As a good current example of a contemporary series that regularly makes use of "Right out of the Headlines" story lines and even brags about them; we present "LAW & ORDER.

That tag-line about being from headlines seems to fly in the face of the occasional caveat of: "The story in tonight's episode is strictly fictitious. Any resemblance to any persons, living or dead is purely coincidental." Oddly enough whenever this warning appears, the more the following hour drama is like a real life occurrence which is fairly recent.

As to "THE DISTRICT" (CBS, 200-2004), we don't point the finger at any one particular episode or any continued storyline; rather it is the very elemental make-up of the series and the characteristics of the main character, himself.

Big City Police Departments are often put under the command and direction of an outsider serving as Chief/Commissioner/Superintendent, or whatever title have you. And the one real life model that appears to have been used for Chief Jack Mannion (Craig T. Nelson) would be William Bratton, the present Chief of the Los Angeles Police Department. A native Bostonian, Mr. Bratton has served in several top cop posts in Boston, New York Transit Police, New York City Police and others. I'm proud to saw that he had applied for the job here, in Chicago, but wasn't successful. (That was our loss, not Chief Bratton's.) As far as Chief Jack Mannion, he too has been boss elsewhere and was a Uniformed Cop and then Detective in New York City. He also has had other experiences with other departments; so he's well educated, equipped and traveled in the Police World.

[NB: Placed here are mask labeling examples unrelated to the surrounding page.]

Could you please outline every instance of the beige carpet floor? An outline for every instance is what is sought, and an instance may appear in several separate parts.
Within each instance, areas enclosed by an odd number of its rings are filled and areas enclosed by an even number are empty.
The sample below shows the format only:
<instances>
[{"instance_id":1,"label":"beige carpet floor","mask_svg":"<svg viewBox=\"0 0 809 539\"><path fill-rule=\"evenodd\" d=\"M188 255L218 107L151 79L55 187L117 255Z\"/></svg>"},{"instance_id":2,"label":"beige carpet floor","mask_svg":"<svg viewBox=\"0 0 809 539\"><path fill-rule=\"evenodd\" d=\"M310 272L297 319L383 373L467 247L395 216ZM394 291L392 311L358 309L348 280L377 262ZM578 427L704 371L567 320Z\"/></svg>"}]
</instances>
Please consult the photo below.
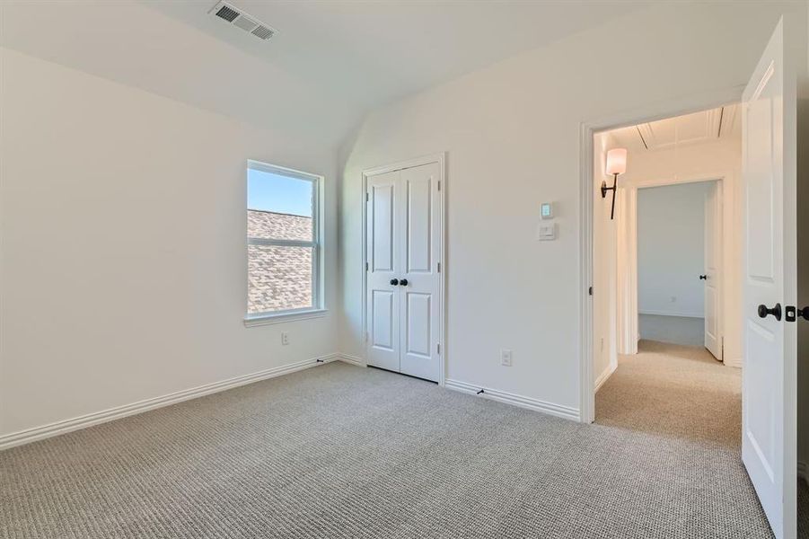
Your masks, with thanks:
<instances>
[{"instance_id":1,"label":"beige carpet floor","mask_svg":"<svg viewBox=\"0 0 809 539\"><path fill-rule=\"evenodd\" d=\"M679 437L648 388L627 429L623 367L611 425L332 363L9 449L0 537L770 537L731 428Z\"/></svg>"},{"instance_id":2,"label":"beige carpet floor","mask_svg":"<svg viewBox=\"0 0 809 539\"><path fill-rule=\"evenodd\" d=\"M595 421L740 450L742 371L703 348L641 340L596 393Z\"/></svg>"}]
</instances>

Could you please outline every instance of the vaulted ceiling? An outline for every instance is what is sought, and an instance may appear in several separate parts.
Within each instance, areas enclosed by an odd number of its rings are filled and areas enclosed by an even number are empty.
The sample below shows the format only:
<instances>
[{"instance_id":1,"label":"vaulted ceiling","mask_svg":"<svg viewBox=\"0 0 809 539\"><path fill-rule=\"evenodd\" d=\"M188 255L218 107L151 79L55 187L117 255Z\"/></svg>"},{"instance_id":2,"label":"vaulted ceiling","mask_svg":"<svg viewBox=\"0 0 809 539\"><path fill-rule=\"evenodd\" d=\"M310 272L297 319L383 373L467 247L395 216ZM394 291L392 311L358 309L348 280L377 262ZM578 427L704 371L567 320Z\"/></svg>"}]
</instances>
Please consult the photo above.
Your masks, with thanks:
<instances>
[{"instance_id":1,"label":"vaulted ceiling","mask_svg":"<svg viewBox=\"0 0 809 539\"><path fill-rule=\"evenodd\" d=\"M262 41L216 0L4 0L0 43L277 128L337 143L368 110L647 3L233 0L278 30Z\"/></svg>"},{"instance_id":2,"label":"vaulted ceiling","mask_svg":"<svg viewBox=\"0 0 809 539\"><path fill-rule=\"evenodd\" d=\"M738 138L742 119L738 104L621 128L610 132L616 146L631 153L654 152L719 139Z\"/></svg>"}]
</instances>

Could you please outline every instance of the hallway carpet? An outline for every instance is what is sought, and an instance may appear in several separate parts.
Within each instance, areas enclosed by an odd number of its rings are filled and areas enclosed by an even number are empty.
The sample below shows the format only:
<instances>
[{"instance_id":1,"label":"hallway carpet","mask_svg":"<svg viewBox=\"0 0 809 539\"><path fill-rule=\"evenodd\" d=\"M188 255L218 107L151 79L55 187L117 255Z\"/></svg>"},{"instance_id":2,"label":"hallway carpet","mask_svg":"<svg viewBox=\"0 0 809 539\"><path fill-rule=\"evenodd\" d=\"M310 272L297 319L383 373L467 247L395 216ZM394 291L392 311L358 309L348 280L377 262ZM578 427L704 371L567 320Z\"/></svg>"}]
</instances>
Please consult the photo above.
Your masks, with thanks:
<instances>
[{"instance_id":1,"label":"hallway carpet","mask_svg":"<svg viewBox=\"0 0 809 539\"><path fill-rule=\"evenodd\" d=\"M647 424L332 363L0 453L0 536L770 536L725 435Z\"/></svg>"},{"instance_id":2,"label":"hallway carpet","mask_svg":"<svg viewBox=\"0 0 809 539\"><path fill-rule=\"evenodd\" d=\"M596 393L596 423L741 450L741 369L701 347L641 340L638 352Z\"/></svg>"}]
</instances>

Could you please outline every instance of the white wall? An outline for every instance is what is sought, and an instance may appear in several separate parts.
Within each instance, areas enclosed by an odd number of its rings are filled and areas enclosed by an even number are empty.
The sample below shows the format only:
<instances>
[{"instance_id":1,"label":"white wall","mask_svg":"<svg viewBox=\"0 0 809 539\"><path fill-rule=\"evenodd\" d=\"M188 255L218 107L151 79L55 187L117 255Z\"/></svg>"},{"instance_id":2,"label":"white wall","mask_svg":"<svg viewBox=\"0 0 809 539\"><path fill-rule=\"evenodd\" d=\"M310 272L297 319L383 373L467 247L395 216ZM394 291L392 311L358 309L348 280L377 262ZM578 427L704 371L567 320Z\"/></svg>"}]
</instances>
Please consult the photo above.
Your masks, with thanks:
<instances>
[{"instance_id":1,"label":"white wall","mask_svg":"<svg viewBox=\"0 0 809 539\"><path fill-rule=\"evenodd\" d=\"M336 351L334 314L242 325L248 158L326 176L337 306L331 148L9 49L0 62L0 436Z\"/></svg>"},{"instance_id":2,"label":"white wall","mask_svg":"<svg viewBox=\"0 0 809 539\"><path fill-rule=\"evenodd\" d=\"M610 218L612 193L601 195L602 181L612 185L612 177L604 174L607 150L616 143L609 132L599 133L594 140L594 178L593 182L593 373L595 387L601 386L618 367L617 220ZM616 209L621 206L616 200Z\"/></svg>"},{"instance_id":3,"label":"white wall","mask_svg":"<svg viewBox=\"0 0 809 539\"><path fill-rule=\"evenodd\" d=\"M705 316L707 182L638 190L638 308L641 314Z\"/></svg>"},{"instance_id":4,"label":"white wall","mask_svg":"<svg viewBox=\"0 0 809 539\"><path fill-rule=\"evenodd\" d=\"M446 151L447 376L577 409L581 122L717 89L740 95L780 13L796 13L805 31L805 10L665 4L372 114L343 152L343 350L363 354L361 171ZM546 200L558 238L539 243ZM513 367L499 365L501 348Z\"/></svg>"}]
</instances>

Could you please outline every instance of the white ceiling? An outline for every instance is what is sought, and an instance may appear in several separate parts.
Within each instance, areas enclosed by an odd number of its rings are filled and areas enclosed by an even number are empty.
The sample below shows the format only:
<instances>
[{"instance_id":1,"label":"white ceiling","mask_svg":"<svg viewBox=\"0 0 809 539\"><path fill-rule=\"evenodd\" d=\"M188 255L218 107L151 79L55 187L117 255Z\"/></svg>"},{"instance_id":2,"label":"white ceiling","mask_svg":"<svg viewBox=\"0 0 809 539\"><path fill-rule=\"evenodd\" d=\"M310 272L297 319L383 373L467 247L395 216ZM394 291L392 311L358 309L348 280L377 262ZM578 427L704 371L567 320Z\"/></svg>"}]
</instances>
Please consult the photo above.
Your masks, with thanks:
<instances>
[{"instance_id":1,"label":"white ceiling","mask_svg":"<svg viewBox=\"0 0 809 539\"><path fill-rule=\"evenodd\" d=\"M4 0L0 43L268 128L337 141L369 110L648 3ZM279 104L283 103L283 104Z\"/></svg>"},{"instance_id":2,"label":"white ceiling","mask_svg":"<svg viewBox=\"0 0 809 539\"><path fill-rule=\"evenodd\" d=\"M615 146L625 147L631 153L739 137L741 133L738 104L610 131Z\"/></svg>"}]
</instances>

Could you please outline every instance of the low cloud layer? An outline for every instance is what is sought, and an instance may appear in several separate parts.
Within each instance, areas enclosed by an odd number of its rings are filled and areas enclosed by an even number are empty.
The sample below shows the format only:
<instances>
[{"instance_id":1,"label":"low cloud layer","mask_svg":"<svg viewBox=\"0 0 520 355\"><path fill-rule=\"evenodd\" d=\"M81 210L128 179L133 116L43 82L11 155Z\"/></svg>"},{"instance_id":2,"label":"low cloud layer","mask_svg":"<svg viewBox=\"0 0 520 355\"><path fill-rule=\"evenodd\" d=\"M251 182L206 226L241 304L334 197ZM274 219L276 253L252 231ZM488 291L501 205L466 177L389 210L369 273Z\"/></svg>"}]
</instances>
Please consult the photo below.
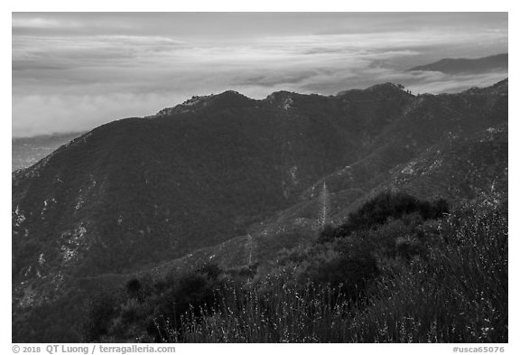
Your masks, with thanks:
<instances>
[{"instance_id":1,"label":"low cloud layer","mask_svg":"<svg viewBox=\"0 0 520 355\"><path fill-rule=\"evenodd\" d=\"M139 15L100 14L96 22L93 14L14 14L13 135L91 129L227 89L263 98L392 81L438 93L506 76L405 71L445 57L506 52L506 14L486 22L485 14L423 14L422 26L402 24L399 16L410 14L170 14L182 20L175 26L167 14Z\"/></svg>"}]
</instances>

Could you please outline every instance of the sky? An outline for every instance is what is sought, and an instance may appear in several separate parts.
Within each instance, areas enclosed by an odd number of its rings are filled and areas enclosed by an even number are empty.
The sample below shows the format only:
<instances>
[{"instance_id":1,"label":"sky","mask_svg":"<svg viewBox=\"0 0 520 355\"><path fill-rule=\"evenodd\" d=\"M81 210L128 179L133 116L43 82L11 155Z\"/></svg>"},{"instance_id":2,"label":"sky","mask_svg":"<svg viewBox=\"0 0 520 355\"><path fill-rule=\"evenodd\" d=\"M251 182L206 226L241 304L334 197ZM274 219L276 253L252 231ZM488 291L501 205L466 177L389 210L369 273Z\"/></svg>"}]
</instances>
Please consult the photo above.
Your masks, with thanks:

OUR STORY…….Arriving in Washington, in the District of Columbia (D.C. for short), newly appointed Chief of Police, Jack Mannion (Coach) begins to reshape the Departments Command Staff into what best reflects his own ideas of what the District of Columbia Department will perform and look like (No, Schultz, not in regards to race, color or gender. It means performance, tactics and results.) Chief Mannion soon discovers that, not everyone in Police HQ is on board with the new outsider's plans. The most prominent resistance was found to be coming from the guy who would be his number 2 in command of the Department. Deputy Chief Joe Noland (Roger Aaron Brown) had been acting Chief before Mannion's appointment and fully expected to get the post himself. After a brief period of friction, the two men settled all and the Deputy was as devoted to Mannion's program as anyone could be.

The new Chief immediately reached out to find officers to people his own immediate staff, and made an extraordinary maneuver, he found Administrative Clerk Ella Farmer (the Late Lynne Thigpen) and elevated her to the top level in order to run the department's computer system and especially, the War Room.

Whoa! "War Room? What that? The computerized War Room shown in "THE DISTRICT" is 2nd to none. Not even the President's War Room in DR. STRANGELOVE() had anything on this. Computer imagery, contact with the whole doggone District of Columbia, building floor plans and whatever else you can imagine. This is possibly either the most exaggerated item in the whole series or the most marvelous use of modern technology that there is in Law Enforcement.

As far as Realism, on a scale of 1 to 10, give it a 5. In the category of Enjoyment, give the series "THE DISTRICT" an 8.